Romário, campeão mundial, não temia a repercussão de confusões. (Foto: Reuters)

Pedro Ramos, jornalista do Estadão, acredita que há uma romantização do futebol dos anos 1990, mas que não é algo cabível de comparação com a situação do atual capitão da seleção. “Por mais que esses jogadores carreguem histórico de polêmicas, nenhum deles possuía comportamento infantil que não assume seus erros e suas responsabilidades, que é o caso de Neymar.”.

Tal falta de responsabilidade questiona a confiança imposta nele. Neymar era o capitão da seleção até o episódio da agressão. Por conta disso, perdeu o posto para o lateral Daniel Alves. Os repentinos episódios negativos trazem à tona questionamentos sobre seu poder. “Deixar como capitão um jogador que nunca teve característica de liderança é temerário. Isso tende a afetar o vestiário, embora os companheiros parecem ter confiança nele.”.

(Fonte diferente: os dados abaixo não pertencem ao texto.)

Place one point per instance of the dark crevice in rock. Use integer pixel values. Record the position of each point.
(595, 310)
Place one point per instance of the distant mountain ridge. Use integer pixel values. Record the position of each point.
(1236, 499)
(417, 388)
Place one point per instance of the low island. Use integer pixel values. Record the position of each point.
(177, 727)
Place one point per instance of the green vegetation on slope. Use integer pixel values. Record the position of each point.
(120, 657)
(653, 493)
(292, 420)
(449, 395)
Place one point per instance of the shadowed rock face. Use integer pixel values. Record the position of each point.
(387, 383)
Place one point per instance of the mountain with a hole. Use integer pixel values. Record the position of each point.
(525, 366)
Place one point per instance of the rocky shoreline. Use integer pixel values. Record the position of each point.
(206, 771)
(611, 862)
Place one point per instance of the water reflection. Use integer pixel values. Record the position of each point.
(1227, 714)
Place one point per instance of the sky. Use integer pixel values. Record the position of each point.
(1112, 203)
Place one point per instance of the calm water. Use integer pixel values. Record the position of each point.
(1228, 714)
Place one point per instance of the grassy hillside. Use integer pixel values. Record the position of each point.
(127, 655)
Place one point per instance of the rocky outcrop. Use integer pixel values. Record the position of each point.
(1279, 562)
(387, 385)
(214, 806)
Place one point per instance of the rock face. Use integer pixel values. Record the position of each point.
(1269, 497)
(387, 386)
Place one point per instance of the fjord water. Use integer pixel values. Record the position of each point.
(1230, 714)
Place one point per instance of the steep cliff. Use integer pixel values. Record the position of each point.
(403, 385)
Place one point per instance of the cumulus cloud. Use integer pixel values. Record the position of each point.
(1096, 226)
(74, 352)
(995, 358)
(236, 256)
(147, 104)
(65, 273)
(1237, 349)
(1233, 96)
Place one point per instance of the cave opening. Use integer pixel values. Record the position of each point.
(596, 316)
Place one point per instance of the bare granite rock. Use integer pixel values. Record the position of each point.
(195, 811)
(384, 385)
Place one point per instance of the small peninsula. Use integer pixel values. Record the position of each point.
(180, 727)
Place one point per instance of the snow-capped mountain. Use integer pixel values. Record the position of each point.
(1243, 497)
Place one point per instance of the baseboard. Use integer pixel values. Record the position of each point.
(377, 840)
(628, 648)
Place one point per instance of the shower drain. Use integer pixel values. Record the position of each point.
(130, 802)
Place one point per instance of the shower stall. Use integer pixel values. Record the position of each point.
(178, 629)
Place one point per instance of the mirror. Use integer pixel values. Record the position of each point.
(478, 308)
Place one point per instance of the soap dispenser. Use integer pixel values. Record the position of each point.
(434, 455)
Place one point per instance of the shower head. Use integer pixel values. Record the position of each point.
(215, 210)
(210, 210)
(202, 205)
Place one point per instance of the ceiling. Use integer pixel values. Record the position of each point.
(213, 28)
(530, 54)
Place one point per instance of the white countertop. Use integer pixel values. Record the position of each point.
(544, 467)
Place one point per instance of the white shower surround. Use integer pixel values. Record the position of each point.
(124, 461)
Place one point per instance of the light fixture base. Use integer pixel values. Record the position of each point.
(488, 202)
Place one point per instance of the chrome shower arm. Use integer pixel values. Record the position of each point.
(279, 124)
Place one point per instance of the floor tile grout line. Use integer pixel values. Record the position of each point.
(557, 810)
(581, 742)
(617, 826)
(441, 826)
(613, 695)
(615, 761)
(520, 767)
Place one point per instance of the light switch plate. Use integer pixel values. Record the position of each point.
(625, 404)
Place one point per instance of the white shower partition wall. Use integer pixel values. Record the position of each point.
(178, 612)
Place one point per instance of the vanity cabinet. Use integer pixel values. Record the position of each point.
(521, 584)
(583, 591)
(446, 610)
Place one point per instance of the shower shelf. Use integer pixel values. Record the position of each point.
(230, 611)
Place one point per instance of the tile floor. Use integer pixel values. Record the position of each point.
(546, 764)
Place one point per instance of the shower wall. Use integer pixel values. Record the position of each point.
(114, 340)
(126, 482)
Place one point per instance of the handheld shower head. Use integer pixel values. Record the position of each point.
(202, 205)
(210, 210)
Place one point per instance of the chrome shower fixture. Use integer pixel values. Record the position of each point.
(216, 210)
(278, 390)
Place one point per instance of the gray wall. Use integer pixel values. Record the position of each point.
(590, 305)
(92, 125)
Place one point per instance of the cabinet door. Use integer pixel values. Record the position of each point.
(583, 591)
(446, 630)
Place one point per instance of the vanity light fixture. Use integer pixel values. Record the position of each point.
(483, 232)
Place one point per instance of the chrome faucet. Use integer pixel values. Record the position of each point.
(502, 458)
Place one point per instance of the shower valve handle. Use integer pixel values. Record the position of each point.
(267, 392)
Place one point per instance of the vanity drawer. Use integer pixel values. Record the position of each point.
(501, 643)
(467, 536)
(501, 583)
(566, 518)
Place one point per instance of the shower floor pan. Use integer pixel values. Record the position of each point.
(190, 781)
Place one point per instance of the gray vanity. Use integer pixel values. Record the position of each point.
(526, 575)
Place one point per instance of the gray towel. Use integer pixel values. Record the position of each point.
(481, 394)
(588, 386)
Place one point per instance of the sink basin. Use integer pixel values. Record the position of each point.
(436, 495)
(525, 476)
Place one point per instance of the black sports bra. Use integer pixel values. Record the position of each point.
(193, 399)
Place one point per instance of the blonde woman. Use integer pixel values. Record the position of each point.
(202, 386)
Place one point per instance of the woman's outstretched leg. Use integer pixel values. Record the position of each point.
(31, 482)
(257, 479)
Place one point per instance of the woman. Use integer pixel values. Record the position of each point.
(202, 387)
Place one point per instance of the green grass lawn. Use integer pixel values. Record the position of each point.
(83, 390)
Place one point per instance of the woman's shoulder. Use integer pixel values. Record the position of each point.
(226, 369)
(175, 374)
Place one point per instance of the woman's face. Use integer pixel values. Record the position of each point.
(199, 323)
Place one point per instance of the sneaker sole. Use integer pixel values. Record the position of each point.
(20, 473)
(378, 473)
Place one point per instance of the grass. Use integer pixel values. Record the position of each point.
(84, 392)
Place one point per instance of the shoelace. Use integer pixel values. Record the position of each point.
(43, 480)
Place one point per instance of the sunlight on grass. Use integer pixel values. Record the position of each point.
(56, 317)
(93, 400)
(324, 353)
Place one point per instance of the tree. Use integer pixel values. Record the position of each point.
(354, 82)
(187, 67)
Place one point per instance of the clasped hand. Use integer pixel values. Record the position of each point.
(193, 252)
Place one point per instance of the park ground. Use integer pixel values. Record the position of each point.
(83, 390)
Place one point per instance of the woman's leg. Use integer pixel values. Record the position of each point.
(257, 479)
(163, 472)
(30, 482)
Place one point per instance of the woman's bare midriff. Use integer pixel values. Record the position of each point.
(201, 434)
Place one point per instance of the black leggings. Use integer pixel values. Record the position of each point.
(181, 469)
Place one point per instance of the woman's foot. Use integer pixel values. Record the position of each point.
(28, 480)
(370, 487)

Além de pai e empresário, Neymar, o pai de Neymar Junior, é um de seus maiores protetores. (Foto: Denis Doyle/Getty)

O apoio é algo comum na vida de Neymar. Por ser sempre abraçado, seja por pessoas próximas ou por fãs, ele parece não saber lidar com frustrações. E esse é o ponto abordado por Cristina Guerra, psicóloga especializada na área de esportes. “No caso dele, foram poucas frustrações. A pessoa precisa ouvir um não, aprender que não teremos sempre o que queremos na hora que queremos.“.

O comentário se refere ao fato de que desde pequeno o atleta  foi cercado por pessoas próximas, por ser uma das consideradas pérolas do futebol brasileiro. “Se frustrar é saudável, mostrar que há derrotas na vida é importante. Hoje ele é incomodado. A mídia incomoda e ele não sabe lidar com isso porque, para ele, não é normal”, completou.

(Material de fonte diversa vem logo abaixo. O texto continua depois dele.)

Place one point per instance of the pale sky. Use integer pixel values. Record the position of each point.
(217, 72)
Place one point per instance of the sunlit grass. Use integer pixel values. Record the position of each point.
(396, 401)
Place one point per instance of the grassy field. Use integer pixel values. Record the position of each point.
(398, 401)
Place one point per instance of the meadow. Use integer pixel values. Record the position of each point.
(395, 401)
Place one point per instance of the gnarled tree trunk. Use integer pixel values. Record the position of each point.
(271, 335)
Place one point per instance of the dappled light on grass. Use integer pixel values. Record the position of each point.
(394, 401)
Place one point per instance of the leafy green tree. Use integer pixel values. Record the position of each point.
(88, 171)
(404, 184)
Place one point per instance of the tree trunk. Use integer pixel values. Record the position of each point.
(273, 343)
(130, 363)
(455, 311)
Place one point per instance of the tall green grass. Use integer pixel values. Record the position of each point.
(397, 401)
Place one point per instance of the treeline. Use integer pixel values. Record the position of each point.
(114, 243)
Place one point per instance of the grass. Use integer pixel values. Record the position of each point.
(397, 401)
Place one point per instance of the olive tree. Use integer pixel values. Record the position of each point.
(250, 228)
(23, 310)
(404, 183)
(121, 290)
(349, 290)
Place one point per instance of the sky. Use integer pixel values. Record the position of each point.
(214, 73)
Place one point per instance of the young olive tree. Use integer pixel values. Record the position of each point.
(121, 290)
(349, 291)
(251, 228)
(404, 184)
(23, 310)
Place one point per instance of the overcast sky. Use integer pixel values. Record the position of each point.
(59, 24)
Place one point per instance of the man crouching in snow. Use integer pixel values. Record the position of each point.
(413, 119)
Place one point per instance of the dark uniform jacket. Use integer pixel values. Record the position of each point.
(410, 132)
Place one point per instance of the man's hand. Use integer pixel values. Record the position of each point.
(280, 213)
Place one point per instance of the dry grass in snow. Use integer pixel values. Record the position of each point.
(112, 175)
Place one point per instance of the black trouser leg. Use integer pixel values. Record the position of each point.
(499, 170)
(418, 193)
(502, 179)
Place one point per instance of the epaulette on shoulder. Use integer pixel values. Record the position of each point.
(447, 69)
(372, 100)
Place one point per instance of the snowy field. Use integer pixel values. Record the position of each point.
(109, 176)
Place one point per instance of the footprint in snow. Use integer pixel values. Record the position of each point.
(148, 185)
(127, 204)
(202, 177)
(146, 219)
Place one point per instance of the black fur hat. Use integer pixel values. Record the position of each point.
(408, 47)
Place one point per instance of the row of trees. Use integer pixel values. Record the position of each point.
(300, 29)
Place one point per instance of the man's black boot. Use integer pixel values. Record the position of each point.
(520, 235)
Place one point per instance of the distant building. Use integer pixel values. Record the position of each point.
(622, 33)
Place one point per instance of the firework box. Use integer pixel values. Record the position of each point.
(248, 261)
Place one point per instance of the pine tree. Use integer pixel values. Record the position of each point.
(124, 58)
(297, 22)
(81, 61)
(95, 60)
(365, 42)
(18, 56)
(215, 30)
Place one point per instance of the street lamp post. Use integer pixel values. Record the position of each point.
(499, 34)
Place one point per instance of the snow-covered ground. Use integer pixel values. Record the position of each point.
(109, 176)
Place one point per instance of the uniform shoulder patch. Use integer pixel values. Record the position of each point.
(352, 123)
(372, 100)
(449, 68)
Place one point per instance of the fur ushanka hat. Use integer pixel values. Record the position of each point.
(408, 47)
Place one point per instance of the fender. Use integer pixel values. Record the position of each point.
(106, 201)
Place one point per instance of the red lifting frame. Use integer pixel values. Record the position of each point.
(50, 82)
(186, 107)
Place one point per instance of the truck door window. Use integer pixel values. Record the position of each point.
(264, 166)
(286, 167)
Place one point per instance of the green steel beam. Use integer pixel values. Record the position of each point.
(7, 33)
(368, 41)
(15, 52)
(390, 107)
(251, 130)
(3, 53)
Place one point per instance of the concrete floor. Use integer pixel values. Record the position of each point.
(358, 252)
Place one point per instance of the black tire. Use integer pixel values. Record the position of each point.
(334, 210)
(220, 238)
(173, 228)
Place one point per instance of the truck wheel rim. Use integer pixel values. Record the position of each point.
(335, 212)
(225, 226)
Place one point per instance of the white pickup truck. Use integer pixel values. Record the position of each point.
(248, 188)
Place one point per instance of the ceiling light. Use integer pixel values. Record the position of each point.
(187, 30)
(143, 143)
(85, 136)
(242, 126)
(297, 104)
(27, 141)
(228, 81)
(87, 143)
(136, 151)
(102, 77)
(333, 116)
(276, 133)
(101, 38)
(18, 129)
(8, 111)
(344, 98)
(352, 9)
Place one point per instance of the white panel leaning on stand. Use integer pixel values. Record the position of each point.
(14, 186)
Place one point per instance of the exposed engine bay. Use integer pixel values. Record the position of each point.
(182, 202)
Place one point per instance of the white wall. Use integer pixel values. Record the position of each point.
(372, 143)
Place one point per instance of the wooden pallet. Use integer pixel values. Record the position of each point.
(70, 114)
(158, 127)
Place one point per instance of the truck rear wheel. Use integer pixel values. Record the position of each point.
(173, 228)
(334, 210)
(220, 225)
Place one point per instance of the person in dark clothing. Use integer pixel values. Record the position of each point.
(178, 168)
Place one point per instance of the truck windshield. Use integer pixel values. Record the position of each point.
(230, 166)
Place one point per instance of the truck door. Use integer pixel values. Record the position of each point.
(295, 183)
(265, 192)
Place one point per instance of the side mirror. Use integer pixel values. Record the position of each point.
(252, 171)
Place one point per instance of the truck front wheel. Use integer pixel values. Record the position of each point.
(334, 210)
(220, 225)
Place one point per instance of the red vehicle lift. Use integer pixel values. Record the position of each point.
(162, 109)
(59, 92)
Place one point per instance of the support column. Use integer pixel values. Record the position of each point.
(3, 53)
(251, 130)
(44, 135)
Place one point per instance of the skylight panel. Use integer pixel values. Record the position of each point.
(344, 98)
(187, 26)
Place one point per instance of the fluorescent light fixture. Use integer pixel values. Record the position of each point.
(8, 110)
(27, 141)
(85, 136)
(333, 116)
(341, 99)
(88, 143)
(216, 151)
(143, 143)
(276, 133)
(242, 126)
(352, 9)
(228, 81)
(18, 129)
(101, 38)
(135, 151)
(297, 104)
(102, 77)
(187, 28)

A mídia tem grande papel na influência de tudo atualmente. Seja política, entretenimento, saúde, e no esporte não é diferente. Saber lidar com ela é um dos maiores desafios para um atleta que busca o sucesso nos dias de hoje. Cristina acredita que o jogador precisa ter uma identidade para que, em situações com essa, saiba o caminho certo para superar os problemas. “A opinião é passageira. Hoje é, amanhã não é mais. Ele precisa estar seguro para saber que é um fenômeno passageiro e que tem condições de passar por essa situação sem deteriorar sua integridade, identidade, ética.”

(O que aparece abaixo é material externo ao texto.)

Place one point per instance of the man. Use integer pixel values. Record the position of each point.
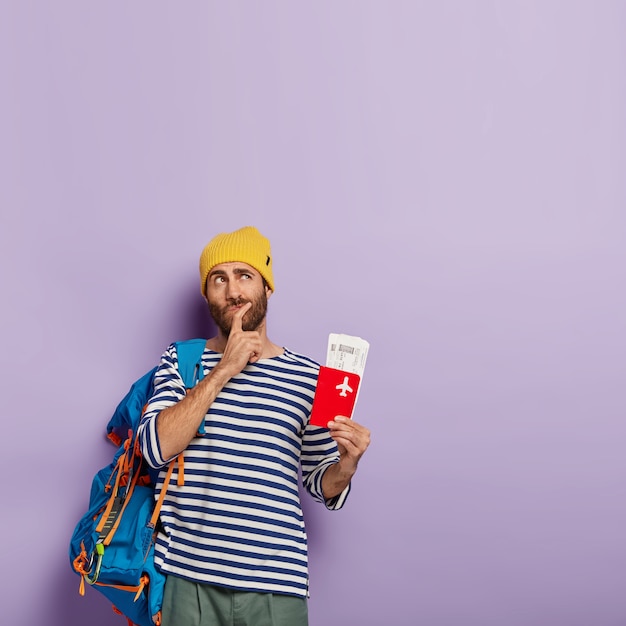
(233, 542)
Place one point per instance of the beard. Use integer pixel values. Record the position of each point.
(251, 320)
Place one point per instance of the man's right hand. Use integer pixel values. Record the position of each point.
(243, 346)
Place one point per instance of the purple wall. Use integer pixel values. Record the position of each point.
(444, 179)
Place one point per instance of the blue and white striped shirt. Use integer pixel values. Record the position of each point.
(237, 520)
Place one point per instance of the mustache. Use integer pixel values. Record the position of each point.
(236, 302)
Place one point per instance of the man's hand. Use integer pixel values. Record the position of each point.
(243, 346)
(352, 441)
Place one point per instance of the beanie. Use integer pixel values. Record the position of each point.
(246, 245)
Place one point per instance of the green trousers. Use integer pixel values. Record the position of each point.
(190, 604)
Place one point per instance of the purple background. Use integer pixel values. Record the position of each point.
(445, 179)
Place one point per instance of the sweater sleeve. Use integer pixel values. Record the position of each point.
(168, 390)
(319, 452)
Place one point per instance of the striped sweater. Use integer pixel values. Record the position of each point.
(237, 520)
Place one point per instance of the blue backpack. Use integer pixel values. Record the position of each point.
(112, 546)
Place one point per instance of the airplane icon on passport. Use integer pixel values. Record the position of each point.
(344, 387)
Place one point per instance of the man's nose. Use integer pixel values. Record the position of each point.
(232, 290)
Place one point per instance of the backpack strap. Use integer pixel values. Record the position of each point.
(190, 361)
(190, 365)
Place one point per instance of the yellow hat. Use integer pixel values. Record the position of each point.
(246, 245)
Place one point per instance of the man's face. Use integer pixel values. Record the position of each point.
(229, 287)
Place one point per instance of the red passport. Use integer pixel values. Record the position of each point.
(335, 394)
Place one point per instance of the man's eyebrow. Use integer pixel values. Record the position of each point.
(237, 270)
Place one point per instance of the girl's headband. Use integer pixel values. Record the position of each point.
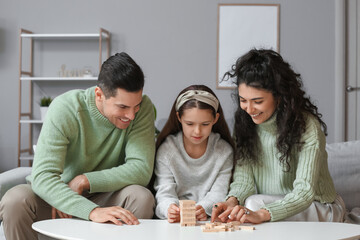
(199, 95)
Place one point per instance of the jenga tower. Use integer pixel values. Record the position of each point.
(187, 213)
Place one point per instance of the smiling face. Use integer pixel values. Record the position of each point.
(259, 104)
(197, 125)
(121, 109)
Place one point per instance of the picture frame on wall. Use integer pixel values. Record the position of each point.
(242, 27)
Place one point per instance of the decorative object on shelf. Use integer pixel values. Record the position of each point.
(44, 106)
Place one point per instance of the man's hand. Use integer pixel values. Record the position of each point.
(200, 213)
(173, 213)
(113, 214)
(79, 184)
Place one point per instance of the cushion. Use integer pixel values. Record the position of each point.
(344, 167)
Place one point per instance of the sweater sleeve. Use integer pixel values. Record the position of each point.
(243, 184)
(49, 161)
(139, 156)
(165, 185)
(219, 189)
(307, 172)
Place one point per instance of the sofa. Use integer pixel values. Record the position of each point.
(344, 166)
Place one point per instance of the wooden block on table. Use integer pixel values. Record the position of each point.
(249, 228)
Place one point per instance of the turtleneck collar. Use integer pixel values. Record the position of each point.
(94, 111)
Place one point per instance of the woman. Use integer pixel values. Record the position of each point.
(281, 171)
(194, 156)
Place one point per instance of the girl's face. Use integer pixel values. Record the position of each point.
(197, 125)
(259, 104)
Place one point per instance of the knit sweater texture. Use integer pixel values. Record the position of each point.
(77, 139)
(178, 176)
(308, 179)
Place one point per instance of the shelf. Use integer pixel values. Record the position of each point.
(58, 78)
(35, 121)
(63, 35)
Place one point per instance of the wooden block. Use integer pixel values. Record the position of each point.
(220, 227)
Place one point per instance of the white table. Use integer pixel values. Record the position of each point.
(72, 229)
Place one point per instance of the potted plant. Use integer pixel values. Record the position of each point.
(44, 106)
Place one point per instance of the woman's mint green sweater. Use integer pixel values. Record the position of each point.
(77, 139)
(308, 179)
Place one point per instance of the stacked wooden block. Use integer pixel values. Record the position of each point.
(187, 213)
(224, 227)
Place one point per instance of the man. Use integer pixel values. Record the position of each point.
(94, 154)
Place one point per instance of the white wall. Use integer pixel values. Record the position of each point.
(174, 41)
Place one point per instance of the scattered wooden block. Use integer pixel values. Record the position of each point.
(249, 228)
(187, 213)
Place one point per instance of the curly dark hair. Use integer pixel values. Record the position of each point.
(266, 70)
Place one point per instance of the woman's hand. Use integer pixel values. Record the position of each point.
(221, 207)
(228, 212)
(200, 213)
(173, 213)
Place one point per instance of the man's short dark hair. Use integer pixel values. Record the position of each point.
(120, 71)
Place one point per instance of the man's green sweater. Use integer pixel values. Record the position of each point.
(308, 179)
(77, 139)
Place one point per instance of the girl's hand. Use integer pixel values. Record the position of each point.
(217, 210)
(173, 213)
(200, 213)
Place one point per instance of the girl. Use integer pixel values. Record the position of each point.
(280, 147)
(194, 156)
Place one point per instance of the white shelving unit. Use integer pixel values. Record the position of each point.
(26, 118)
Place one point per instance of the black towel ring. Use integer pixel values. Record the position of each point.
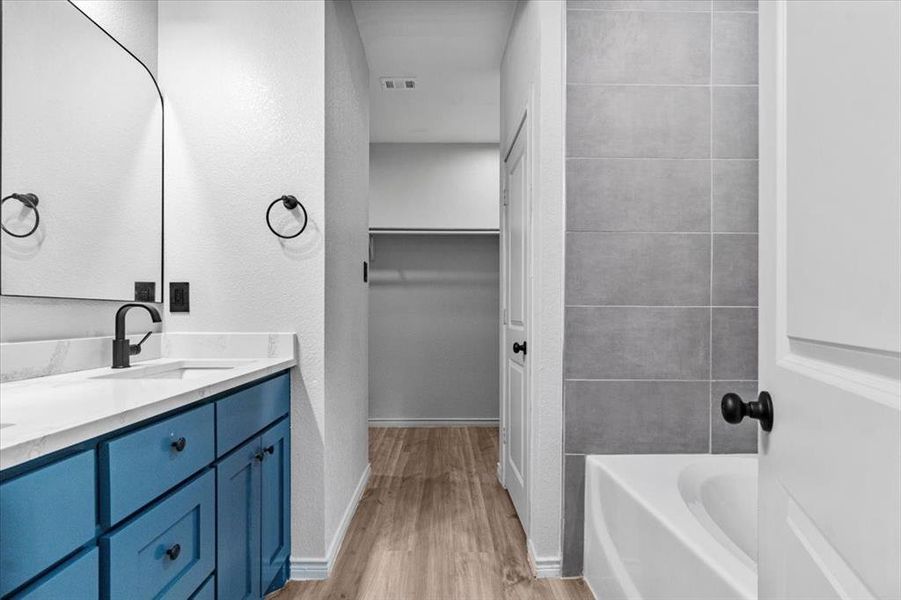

Cabe apenas à ele tentar uma solução para essa problemática. Soluções como ajuda profissional, saídas em horas mais apropriadas, não são inviáveis. O problema de Neymar é aceitar que as coisas não são sempre como o esperado. Sua reputação que era totalmente de ídolo, agora passa a ser manchada pelos episódios recentes. Torcedores são a prova mais concreta disso e deram sua opinião sobre o assunto:

E você, o que acha de Neymar?

O caso mais recente envolve o jogador em uma acusação de estupro feita por uma jovem de 26 anos que, no último mês, se encontrou com o jogador em Paris, local onde o atacante mora. O caso tomou maior proporção após Neymar se defender por meio de rede social. Contudo, laudos médicos feitos pela jovem no último dia 21 de maio, apontam hematomas e sintomas pós-traumáticos. A Confederação Brasileira de Futebol, CBF, já se pronunciou, afirmando que não pretende afastar o jogador da preparação para a Copa América.

A Copa América ocorrerá em solo brasileiro e terá início no próximo dia 14, na sexta-feira, onde o Brasil abrirá a competição contra a Bolívia, no Estádio Morumbi, em São Paulo. A imagem do nome da seleção referência no mundo está manchada. Até o momento, os olhares estão mais interessados no que ele irá fazer de novo, seja dentro ou fora de campo, do que a atuação dele em si, que deveria ser o mais importante.